Love Bite: The Lemony Garlicky Miso Gochujang Brown Butter Internet
Words: Lauren O’Neill
Considering that the lemony garlicky miso gochujang brown butter recipe meme has hit the internet harder than a Greggs’ sausage roll colliding with my stomach lining on a hangover, I would be remiss if I didn’t dedicate a Love Bite to it, considering how much it has entertained me over the past few weeks.
For the uninitiated (i.e. those of you who don’t spend your every waking minute looking at and saving Reels of recipes that you will absolutely never make) the lemony garlicky miso brown butter gochujang meme – heretofore: LGMBBGM – is basically a satirisation of a certain strain of online food culture, whereby certain ingredients have become especially hypey among a certain type of person who shops at overpriced delis, uses the NYT Cooking app, and generally lets the internet make their lifestyle decisions. The meme is now so pervasive that the NYT Cooking team actually created a pasta recipe which includes lemon, garlic, miso, brown butter, and gochujang all together, which of course means that very soon, you will barely ever hear of it again.
Essentially, ingredients like miso (a fermented soybean paste which adds umami flavour, typical in Japanese cooking), gochujang (a Korean chilli paste) and brown butter (literally just butter burned a tiny bit in the pan to give it a deeper, richer flavour) have all been befallen by the same fate, which is basically that they’ve been massively overused in online recipes. This, in fairness, is largely because they’re all delicious, strong flavours which add a lot to dishes. There are other buzzword ingredients like them, too: hot honey, chilli crisp… the list goes on.
___STEADY_PAYWALL___
Overall, this meme is kind of poking at the way that the internet tends to interact with food culture. On one hand, the internet is a great leveller, and it helps us to access cultures – and, in the specific context of food, cuisines, ingredients and recipes – that we would otherwise have no idea about, which is of course a wonderful thing. It’s a big part of how we now discover new flavours: the likely reason for my favourite miso white chocolate cookie at Créme in London, and for the revelation that is gochujang and sausage pasta.
In other ways, however, the internet can be a bit of a flattener, and because of the specific ways in which these items have been repurposed – chilli crisp and gochujang pastas in slick influencer videos about Easy Weeknight Dinners, for example – as I mentioned, they kind of feel like they’ve become trends associated with a certain kind of city-dwelling millennial or gen z person: works in PR or advertising or design, drinks martinis kind of performatively, carries a Baggu, wears Adidas trainers, and maybe has a nervous little dog. Maybe I’m talking about you here, because I’m certainly at least partly talking about myself.
“We’re so short on subculture that we’re tying our personalities to jars of chilli oil instead of bands or art or whatever, and perhaps the capitalistic internet is now so pervasive that it touches”
I’m not really necessarily saying that any of this is entirely bad. Obviously appropriation without appreciation of context is shit, but in general, new combinations on our plates can be really interesting and exciting. I think what is more especially funny and odd about the the fact that these recipe ingredients have proliferated so hard and at such pace – in the same way that a brand of olives came to define an entire area of east London – is that we’re at a point on the internet that everything is now so commodified and heavy with meaning, that even making some lemony cod for your dinner is, in some ways, part of an entire highly curated lifestyle.
Why and how has this happened?

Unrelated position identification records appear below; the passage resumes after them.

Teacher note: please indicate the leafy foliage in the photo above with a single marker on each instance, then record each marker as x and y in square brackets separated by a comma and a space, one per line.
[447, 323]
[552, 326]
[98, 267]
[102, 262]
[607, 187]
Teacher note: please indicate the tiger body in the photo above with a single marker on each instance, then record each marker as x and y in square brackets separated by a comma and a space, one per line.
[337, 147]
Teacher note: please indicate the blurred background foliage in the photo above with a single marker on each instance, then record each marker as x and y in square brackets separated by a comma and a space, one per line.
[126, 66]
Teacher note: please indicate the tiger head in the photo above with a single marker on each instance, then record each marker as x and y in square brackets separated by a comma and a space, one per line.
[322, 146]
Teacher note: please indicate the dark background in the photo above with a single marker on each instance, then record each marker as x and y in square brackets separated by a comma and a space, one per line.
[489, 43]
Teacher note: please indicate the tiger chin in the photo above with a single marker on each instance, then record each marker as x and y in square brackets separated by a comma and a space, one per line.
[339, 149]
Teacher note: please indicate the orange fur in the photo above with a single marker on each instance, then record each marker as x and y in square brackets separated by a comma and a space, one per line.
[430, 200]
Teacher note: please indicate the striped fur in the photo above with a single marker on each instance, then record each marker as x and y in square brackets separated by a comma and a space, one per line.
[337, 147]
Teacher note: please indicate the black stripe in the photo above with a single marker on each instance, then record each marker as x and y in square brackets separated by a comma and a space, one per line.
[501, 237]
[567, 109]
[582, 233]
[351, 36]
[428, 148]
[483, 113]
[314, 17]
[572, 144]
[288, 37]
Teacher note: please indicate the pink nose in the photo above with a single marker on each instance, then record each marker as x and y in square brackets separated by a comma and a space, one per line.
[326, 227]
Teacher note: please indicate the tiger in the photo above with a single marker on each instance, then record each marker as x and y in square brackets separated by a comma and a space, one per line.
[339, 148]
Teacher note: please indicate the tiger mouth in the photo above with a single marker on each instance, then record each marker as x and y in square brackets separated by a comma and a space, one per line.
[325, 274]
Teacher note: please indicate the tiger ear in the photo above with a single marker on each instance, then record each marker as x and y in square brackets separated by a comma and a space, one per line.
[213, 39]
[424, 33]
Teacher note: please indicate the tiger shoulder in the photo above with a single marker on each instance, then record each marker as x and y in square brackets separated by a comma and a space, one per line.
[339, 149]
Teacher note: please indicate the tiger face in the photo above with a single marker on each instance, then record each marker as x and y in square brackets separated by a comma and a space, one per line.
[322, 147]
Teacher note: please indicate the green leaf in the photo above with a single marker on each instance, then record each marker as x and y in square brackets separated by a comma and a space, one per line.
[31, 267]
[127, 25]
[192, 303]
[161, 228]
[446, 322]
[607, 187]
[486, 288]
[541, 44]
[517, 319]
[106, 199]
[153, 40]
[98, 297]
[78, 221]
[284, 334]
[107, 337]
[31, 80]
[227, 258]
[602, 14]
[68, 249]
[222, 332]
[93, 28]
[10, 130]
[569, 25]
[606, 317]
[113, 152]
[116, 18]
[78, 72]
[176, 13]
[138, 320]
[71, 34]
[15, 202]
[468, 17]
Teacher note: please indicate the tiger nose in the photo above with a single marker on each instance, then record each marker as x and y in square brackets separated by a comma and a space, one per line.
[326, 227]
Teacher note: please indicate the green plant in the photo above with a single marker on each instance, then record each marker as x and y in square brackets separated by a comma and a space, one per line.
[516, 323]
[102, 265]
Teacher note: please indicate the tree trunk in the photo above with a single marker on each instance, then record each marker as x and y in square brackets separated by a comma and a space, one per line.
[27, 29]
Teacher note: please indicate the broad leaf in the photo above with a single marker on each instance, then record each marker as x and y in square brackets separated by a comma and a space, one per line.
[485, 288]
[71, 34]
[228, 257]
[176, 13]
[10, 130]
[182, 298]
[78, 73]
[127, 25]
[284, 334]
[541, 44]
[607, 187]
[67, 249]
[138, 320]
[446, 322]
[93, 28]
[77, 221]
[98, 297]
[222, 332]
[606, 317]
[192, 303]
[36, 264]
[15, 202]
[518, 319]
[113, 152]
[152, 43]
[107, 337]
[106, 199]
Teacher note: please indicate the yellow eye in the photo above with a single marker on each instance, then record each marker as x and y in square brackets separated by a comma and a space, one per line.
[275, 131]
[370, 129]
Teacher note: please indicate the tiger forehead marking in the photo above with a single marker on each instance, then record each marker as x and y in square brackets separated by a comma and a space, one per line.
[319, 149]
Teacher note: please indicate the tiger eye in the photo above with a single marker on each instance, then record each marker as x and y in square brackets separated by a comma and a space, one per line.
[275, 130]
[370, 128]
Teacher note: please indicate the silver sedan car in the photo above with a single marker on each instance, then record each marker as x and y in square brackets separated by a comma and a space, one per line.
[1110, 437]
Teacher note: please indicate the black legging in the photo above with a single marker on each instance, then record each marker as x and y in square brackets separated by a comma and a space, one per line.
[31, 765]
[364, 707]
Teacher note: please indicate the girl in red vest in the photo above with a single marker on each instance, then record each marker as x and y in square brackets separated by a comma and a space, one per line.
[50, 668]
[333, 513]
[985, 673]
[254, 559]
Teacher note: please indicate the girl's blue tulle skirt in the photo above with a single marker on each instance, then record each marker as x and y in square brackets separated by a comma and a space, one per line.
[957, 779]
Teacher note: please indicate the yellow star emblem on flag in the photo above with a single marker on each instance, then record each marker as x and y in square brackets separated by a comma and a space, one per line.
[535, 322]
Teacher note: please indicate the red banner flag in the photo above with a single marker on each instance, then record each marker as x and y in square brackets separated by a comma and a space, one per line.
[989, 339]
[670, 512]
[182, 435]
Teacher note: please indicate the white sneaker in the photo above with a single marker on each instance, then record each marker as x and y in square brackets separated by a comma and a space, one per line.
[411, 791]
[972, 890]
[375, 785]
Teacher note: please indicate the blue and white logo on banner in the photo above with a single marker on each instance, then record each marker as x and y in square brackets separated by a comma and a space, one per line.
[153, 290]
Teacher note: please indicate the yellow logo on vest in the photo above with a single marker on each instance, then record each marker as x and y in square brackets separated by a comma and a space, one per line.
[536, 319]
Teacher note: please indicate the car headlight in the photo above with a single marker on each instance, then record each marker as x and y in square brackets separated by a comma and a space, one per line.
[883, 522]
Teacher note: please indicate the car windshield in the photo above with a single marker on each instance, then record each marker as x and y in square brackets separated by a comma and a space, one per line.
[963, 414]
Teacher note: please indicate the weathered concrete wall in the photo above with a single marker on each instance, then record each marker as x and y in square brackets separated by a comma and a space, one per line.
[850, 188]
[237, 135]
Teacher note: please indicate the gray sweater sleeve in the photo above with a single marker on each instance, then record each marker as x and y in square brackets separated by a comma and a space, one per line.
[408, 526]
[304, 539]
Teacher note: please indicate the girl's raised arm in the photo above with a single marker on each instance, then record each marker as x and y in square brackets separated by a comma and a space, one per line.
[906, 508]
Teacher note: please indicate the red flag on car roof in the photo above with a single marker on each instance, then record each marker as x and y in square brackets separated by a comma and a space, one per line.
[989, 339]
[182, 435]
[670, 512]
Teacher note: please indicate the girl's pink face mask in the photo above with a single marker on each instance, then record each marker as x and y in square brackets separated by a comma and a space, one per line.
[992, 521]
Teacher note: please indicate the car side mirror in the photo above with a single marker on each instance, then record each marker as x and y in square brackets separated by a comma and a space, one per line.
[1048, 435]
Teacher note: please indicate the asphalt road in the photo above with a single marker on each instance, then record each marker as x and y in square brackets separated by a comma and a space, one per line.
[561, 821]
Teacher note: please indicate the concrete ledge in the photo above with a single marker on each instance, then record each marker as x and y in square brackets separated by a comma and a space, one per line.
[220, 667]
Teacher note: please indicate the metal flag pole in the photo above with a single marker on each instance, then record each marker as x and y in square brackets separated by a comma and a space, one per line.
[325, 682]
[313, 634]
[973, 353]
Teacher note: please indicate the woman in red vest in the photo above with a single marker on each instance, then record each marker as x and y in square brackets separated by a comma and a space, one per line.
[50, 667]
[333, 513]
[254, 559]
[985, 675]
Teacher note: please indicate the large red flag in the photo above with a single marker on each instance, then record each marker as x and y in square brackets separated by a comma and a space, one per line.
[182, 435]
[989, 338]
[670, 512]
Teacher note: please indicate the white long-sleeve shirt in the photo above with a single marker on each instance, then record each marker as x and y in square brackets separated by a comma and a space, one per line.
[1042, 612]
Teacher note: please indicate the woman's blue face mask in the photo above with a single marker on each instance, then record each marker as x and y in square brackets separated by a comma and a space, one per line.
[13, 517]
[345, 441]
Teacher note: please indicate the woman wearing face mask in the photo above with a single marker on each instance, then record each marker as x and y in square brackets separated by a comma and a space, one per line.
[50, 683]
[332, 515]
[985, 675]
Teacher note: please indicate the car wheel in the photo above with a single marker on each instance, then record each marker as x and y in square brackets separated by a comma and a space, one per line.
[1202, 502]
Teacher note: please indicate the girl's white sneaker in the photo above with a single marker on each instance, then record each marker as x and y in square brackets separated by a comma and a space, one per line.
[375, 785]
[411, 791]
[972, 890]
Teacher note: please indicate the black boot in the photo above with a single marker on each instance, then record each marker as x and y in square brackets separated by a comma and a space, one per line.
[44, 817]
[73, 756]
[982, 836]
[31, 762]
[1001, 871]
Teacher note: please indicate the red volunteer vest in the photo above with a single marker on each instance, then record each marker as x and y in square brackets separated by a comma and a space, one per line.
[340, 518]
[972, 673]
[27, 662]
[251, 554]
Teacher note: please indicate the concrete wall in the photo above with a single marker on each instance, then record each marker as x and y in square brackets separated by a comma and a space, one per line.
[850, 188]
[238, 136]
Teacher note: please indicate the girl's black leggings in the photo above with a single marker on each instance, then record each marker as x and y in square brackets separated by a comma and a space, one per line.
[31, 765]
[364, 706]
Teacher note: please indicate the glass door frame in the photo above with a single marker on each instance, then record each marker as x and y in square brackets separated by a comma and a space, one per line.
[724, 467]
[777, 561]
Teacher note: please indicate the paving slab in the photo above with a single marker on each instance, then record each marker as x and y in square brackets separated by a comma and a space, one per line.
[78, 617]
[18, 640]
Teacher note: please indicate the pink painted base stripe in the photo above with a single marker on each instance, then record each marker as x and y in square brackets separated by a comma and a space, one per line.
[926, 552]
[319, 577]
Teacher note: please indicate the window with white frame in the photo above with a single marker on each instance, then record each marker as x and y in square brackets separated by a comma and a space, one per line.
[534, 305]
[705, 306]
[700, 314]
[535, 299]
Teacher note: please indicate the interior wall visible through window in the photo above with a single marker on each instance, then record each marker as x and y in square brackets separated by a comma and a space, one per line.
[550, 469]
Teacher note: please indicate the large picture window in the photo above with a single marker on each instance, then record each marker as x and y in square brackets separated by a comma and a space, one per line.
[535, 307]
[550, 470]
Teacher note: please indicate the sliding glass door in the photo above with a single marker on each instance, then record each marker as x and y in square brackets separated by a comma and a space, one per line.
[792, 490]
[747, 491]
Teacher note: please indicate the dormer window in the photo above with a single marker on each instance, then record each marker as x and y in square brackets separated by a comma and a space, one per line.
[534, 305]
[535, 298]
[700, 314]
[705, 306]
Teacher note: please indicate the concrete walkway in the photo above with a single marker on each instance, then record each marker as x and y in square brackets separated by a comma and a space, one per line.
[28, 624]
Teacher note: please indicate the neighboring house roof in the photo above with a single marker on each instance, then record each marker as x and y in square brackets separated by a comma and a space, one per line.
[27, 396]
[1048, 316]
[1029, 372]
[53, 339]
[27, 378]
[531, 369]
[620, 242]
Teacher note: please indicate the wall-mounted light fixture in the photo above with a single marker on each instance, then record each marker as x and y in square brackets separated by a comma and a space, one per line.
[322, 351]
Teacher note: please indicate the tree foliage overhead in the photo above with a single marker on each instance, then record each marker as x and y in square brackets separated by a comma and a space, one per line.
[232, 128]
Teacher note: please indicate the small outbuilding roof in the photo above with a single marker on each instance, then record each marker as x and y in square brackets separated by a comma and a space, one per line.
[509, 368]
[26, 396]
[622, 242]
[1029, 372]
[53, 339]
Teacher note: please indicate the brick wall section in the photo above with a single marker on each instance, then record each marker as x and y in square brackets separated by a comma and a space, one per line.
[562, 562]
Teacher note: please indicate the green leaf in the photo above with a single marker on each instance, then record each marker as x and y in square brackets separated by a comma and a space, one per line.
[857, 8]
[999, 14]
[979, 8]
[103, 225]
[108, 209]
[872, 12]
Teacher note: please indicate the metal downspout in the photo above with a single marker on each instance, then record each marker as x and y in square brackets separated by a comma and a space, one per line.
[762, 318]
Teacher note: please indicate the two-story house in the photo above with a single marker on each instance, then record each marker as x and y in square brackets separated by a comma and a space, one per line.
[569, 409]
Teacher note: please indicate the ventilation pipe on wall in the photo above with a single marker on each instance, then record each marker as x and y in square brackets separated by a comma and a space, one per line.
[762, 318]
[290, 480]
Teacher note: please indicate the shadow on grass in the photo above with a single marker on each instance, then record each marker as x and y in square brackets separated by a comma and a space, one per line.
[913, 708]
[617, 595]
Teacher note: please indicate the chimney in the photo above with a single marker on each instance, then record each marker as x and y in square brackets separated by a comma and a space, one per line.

Maybe it has always been this way – food trends have long been a thing. We’ve all seen the 70s recipe books featuring many obscenities with eggs, and maybe eaten cheese and pineapples on sticks at kids’ parties in the 90s and 2000s (maybe I’m just old though). Maybe it goes deeper, though: perhaps we’re so short on subculture that we’re tying our personalities to jars of chilli oil instead of bands or art or whatever, and perhaps the capitalistic internet is now so pervasive that it touches literally every area of its users’ lives, all the way down to what we cook for our Tuesday depression meals.
It’s important to remember that media has always influenced what people cook (think about TV chefs, or recipes in newspapers), and that ingredients always go through phases of trendiness, so there’s an element of this that really isn’t that deep. But on the other hand, the lemony garlicky miso gochujang meme is kind of a fascinating window into what the internet deems cool, the way it divorces things from their original contexts and drives them towards new meanings, and, crucially, how it internet entirely now shapes many people’s lifestyles to every degree.